Comparison between anterior and posterior decompression for cervical spondylotic myelopathy: subjective evaluation and cost analysis

Affiliations
Comparative Study

Comparison between anterior and posterior decompression for cervical spondylotic myelopathy: subjective evaluation and cost analysis

Bin Liu et al. Orthop Surg. 2012 Feb.

Abstract

Objective: To compare anterior and posterior approaches for treating cervical spondylotic myelopathy (CSM) involving more than two levels, especially in regard to quality of life and cost effectiveness.

Methods: The authors studied 116 CSM patients who underwent decompressive surgery by either an anterior or a posterior approach with instrumentation. In the anterior group, 1-3 levels subtotal vertebrectomy was followed by bone graft and Orion anterior cervical locking plate fixation. In the posterior group, multilevel laminectomy with posterior screw-rod fixation was performed. Follow-up, which included radiographic assessment, clinical examination and documentation of length of any hospitalization and cost and incidence of complications, was performed 1 day before discharge, 6 months after leaving hospital, and at final follow-up.
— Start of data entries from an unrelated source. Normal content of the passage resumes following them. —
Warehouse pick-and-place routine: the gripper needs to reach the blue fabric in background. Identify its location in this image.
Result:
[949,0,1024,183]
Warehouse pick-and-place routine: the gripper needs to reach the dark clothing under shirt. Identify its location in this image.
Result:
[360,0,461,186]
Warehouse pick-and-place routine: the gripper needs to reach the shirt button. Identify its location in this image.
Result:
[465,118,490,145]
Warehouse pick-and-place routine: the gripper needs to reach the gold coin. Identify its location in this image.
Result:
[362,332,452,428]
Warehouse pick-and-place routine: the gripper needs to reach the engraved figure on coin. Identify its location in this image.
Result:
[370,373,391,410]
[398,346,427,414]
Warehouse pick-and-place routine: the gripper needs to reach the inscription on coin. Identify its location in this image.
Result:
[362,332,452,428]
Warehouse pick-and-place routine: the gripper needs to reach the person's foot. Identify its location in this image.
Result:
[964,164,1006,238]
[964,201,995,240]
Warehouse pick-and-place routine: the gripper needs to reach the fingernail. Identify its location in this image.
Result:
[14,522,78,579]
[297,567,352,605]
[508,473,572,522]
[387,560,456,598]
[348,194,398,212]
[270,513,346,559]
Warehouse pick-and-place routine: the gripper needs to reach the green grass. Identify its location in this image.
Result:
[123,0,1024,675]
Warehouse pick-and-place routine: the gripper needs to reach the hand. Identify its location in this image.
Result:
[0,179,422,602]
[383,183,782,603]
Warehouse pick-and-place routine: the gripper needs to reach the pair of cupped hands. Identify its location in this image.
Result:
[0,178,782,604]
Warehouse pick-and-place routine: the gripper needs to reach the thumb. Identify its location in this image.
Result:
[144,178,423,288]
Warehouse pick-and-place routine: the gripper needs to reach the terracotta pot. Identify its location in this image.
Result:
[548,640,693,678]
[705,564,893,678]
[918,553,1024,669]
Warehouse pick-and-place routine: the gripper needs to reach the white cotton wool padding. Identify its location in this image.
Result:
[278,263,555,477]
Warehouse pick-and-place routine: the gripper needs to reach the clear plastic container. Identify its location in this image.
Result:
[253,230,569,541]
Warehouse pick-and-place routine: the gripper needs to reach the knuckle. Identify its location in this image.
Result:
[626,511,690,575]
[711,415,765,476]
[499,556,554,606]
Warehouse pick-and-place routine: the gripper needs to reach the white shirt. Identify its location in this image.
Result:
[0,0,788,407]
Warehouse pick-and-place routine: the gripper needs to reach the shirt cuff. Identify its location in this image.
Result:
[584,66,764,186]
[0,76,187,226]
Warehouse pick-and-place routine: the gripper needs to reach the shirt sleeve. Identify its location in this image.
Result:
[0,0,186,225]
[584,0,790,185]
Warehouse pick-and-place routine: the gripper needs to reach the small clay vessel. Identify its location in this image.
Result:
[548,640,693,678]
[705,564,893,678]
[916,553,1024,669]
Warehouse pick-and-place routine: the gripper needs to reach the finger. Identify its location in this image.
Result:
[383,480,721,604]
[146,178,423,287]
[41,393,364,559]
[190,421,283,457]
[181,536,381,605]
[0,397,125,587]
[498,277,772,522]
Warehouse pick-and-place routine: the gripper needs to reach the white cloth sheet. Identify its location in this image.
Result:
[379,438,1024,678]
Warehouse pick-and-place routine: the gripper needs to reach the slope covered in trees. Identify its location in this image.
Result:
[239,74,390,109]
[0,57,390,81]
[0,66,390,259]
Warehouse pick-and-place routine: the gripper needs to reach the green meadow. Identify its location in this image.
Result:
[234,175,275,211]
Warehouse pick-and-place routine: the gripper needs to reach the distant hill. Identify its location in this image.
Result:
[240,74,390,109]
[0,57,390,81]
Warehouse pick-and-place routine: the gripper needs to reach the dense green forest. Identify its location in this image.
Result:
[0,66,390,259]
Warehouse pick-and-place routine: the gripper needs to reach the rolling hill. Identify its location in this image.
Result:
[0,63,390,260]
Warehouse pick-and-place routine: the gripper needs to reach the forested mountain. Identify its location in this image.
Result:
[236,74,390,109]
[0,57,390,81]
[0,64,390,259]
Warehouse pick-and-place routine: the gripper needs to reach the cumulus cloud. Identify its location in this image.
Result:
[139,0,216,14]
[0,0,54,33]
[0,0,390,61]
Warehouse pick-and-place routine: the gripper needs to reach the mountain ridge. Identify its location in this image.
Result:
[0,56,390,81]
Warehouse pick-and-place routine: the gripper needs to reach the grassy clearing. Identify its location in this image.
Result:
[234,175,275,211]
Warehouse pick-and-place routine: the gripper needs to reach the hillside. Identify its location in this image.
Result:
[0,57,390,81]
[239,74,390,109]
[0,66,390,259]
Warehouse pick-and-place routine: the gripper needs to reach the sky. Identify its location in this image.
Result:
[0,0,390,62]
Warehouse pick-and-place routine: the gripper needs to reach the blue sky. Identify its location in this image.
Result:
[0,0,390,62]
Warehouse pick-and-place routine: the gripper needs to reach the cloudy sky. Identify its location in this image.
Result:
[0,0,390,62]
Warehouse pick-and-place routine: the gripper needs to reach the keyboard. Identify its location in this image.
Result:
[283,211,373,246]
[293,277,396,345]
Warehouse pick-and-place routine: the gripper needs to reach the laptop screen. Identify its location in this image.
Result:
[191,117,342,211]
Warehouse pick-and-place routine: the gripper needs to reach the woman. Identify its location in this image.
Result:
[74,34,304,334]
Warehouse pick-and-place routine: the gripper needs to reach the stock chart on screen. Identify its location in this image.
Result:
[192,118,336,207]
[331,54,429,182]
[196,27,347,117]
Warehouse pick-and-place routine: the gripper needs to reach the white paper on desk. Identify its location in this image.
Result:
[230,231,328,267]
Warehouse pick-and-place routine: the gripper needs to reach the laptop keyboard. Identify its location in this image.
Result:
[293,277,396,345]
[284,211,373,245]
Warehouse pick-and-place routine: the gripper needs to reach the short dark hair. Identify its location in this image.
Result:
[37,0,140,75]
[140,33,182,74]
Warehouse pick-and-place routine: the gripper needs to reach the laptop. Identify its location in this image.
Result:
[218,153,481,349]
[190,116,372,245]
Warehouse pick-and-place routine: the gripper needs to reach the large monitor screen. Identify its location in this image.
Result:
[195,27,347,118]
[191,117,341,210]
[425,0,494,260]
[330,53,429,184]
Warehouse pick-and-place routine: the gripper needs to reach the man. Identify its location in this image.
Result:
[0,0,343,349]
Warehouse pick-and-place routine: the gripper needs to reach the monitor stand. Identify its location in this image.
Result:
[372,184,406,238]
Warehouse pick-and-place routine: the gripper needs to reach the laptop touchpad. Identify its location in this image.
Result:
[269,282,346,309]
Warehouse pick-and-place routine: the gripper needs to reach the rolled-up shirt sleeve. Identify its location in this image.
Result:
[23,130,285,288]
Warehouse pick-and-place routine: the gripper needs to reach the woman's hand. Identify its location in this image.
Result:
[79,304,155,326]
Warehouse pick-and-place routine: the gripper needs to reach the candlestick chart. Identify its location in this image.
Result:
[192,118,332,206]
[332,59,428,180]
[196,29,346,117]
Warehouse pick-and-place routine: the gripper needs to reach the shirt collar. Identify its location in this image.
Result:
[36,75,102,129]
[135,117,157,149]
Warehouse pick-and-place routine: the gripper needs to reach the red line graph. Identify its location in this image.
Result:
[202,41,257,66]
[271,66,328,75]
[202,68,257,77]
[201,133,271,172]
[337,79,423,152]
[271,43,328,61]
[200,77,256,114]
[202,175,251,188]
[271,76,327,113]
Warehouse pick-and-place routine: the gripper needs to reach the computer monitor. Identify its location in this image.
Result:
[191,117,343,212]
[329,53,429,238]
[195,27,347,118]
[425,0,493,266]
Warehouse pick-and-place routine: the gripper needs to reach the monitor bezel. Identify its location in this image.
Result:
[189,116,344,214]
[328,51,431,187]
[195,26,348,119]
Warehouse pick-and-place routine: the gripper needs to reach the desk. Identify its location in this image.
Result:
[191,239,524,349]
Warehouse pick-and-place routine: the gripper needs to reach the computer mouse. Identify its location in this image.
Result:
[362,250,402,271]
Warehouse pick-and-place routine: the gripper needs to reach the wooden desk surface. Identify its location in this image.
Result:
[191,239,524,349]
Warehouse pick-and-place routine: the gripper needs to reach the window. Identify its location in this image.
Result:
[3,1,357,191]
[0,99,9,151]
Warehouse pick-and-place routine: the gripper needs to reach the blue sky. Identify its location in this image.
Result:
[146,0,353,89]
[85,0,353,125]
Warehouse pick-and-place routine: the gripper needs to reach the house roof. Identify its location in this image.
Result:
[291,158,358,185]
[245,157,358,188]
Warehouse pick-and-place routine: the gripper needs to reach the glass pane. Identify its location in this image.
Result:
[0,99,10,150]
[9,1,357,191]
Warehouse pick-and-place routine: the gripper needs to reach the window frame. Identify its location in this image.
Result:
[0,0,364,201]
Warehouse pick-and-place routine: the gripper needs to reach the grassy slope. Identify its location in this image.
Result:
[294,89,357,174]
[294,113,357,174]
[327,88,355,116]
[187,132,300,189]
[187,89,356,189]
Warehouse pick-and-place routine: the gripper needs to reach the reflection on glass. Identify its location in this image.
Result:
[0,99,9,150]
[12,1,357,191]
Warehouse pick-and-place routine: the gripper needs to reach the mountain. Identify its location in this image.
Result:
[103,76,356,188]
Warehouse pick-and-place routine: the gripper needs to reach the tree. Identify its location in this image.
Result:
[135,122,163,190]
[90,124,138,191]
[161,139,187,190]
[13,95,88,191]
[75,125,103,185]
Results: Both groups had improved clinical outcomes. The anterior group showed greater satisfaction but lower visual analog scale scores than the posterior group, whereas SF-36 emotional role and mental health scores were higher in the anterior group. There was no marked difference between the two groups in length of hospitalization and most of the costs of treating CSM, however treatment and examination fees were significantly higher in the posterior group.

Conclusions: Both anterior and posterior decompressions (with instrumentation) are effective procedures for improving the neurological outcomes of patients with CSM. However, although the two approaches have similar health care costs, anterior cervical corpectomy (with instrumentation) seems to be subjectively assessed by patients as better.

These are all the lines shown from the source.